The yen jumped suddenly against the dollar on Monday (Apr 29), with traders citing yen-buying intervention by Japanese authorities to try to underpin a relentless tumble in the currency to levels last seen over three decades ago.
The dollar fell sharply to 155.01 yen from as high as 160.245 earlier in the day. Trade sources said Japanese banks were seen selling dollars for yen. It was last fetching 156.21 yen.
Traders had been on edge for weeks for any signs of action from Tokyo to prop up a currency that has fallen 11 per cent against the dollar so far this year. The yen’s plunge to 34-year lows has come despite a historic exit from negative rates last month as traders bet Japanese rates will remain low for some time.
Japan’s top currency diplomat Masato Kanda declined to comment when asked if authorities had intervened.
“I won’t comment now,” Kanda, the vice finance minister for international affairs, told reporters.
Japan’s Ministry of Finance was not immediately available for comment, with markets in the country closed for a holiday on Monday.
“The move has all the hallmarks of an actual BOJ intervention and what better time to do it than on a Japanese public holiday, which means lower liquidity in USD/JPY and more Bang for the Bank of Japan’s buck!”, said Tony Sycamore, Sydney-based market analyst at IG.
Bank of Japan Governor Kazuo Ueda told a press conference after a meeting last week that monetary policy does not directly target currency rates, although exchange-rate volatility could have a significant economic impact.
The yen had moved nearly 3.5 yen between 158.445 and 154.97 on Friday as traders vented their disappointment after the Bank of Japan kept policy settings unchanged and offered few clues on reducing its Japanese government bond (JGB) purchases – a move that might have put a floor under the yen.
The yen has been under pressure as US interest rates have climbed and Japan’s have stayed near zero, driving cash out of yen and into dollars to earn so-called “carry”.
The suspected intervention comes just days ahead of the Federal Reserve’s May 1 policy review, with investors already anticipating a delay in Fed rate cuts after a batch of sticky US inflation data and as officials including Chair Jerome Powell emphasise even those plans are dependent on data.
Japan intervened in the currency market three times in 2022, selling the dollar to buy yen, first in September and again in October as the yen slid towards 152 to the dollar, a 32-year low at the time.
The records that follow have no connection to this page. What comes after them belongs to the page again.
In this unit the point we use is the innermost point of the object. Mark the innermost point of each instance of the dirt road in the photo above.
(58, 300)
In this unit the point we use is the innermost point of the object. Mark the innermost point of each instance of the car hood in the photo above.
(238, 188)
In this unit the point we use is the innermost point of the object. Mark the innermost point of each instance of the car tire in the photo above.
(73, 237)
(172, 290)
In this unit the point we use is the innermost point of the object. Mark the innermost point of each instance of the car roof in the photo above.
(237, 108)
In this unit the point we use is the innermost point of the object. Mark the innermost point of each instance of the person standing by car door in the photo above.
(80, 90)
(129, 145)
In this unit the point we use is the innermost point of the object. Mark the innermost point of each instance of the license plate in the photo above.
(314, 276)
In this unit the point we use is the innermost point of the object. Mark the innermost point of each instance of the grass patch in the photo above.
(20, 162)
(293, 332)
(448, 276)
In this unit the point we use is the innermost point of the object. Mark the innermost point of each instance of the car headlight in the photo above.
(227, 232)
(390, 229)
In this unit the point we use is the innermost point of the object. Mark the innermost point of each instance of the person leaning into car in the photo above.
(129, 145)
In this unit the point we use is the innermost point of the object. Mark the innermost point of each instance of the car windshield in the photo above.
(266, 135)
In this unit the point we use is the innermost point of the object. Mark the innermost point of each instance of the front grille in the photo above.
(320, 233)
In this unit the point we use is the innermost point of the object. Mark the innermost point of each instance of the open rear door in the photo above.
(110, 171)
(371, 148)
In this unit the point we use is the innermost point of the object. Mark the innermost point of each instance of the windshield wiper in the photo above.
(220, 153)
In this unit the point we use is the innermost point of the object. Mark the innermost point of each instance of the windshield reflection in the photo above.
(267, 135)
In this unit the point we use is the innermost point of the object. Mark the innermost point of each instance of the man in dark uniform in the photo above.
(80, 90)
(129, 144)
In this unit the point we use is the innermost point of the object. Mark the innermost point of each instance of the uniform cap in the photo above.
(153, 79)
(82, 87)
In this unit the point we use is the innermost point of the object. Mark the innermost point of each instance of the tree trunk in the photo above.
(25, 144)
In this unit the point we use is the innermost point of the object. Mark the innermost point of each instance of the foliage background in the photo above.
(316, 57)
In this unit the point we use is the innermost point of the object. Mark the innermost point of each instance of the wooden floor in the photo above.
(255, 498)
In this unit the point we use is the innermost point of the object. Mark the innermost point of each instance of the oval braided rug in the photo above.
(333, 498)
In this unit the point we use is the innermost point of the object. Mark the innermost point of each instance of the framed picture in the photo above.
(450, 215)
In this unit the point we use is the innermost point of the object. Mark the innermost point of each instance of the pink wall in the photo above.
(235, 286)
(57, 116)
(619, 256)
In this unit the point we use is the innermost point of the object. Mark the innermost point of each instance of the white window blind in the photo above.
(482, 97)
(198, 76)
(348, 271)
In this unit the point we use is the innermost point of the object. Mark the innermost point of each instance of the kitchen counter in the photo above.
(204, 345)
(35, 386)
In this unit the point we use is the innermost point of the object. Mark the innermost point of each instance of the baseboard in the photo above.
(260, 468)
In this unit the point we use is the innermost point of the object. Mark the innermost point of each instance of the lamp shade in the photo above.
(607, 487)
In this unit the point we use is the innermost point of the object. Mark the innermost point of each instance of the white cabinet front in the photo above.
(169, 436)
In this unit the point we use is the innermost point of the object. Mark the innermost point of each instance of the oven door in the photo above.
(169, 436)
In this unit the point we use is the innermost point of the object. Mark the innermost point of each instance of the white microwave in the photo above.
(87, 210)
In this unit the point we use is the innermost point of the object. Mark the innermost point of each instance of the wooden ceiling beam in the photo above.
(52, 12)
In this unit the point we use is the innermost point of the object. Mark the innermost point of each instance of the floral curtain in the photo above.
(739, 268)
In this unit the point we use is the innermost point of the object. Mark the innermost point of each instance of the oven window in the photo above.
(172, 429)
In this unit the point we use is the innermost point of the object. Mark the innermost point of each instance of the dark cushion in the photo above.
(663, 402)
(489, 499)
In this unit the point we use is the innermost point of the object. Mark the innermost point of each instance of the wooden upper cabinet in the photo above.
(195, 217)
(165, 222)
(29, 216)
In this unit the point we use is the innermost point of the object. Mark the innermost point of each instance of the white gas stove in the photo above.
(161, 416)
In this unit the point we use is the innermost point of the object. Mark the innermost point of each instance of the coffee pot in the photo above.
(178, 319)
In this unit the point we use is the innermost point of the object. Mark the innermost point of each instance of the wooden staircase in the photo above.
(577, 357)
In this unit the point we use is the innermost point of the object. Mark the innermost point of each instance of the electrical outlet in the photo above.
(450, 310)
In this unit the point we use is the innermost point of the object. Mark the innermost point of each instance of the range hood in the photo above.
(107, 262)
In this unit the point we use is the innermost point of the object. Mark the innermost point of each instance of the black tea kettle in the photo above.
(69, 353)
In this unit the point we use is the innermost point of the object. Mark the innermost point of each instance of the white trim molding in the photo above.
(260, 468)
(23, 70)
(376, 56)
Tokyo is estimated to have spent as much as 9.2 trillion yen (US$60.78 billion) defending the currency.
The United States, Japan and South Korea agreed earlier this month to “consult closely” on currency markets in a rare warning and Tokyo has stepped by its rhetoric against excessive yen moves.
The yen has also hit multi-year lows against the euro, Australian dollar and Chinese yuan.
“Today’s move, if it represents intervention by the authorities, is unlikely to be a one-and-done move,” said Nicholas Chia, Asia macro strategist at Standard Chartered Bank in Singapore.
“We can likely expect more follow through from MOF if USD-JPY travels to 160 again. In a sense, the 160-level represents the pain threshold, or new line in the sand for the authorities.”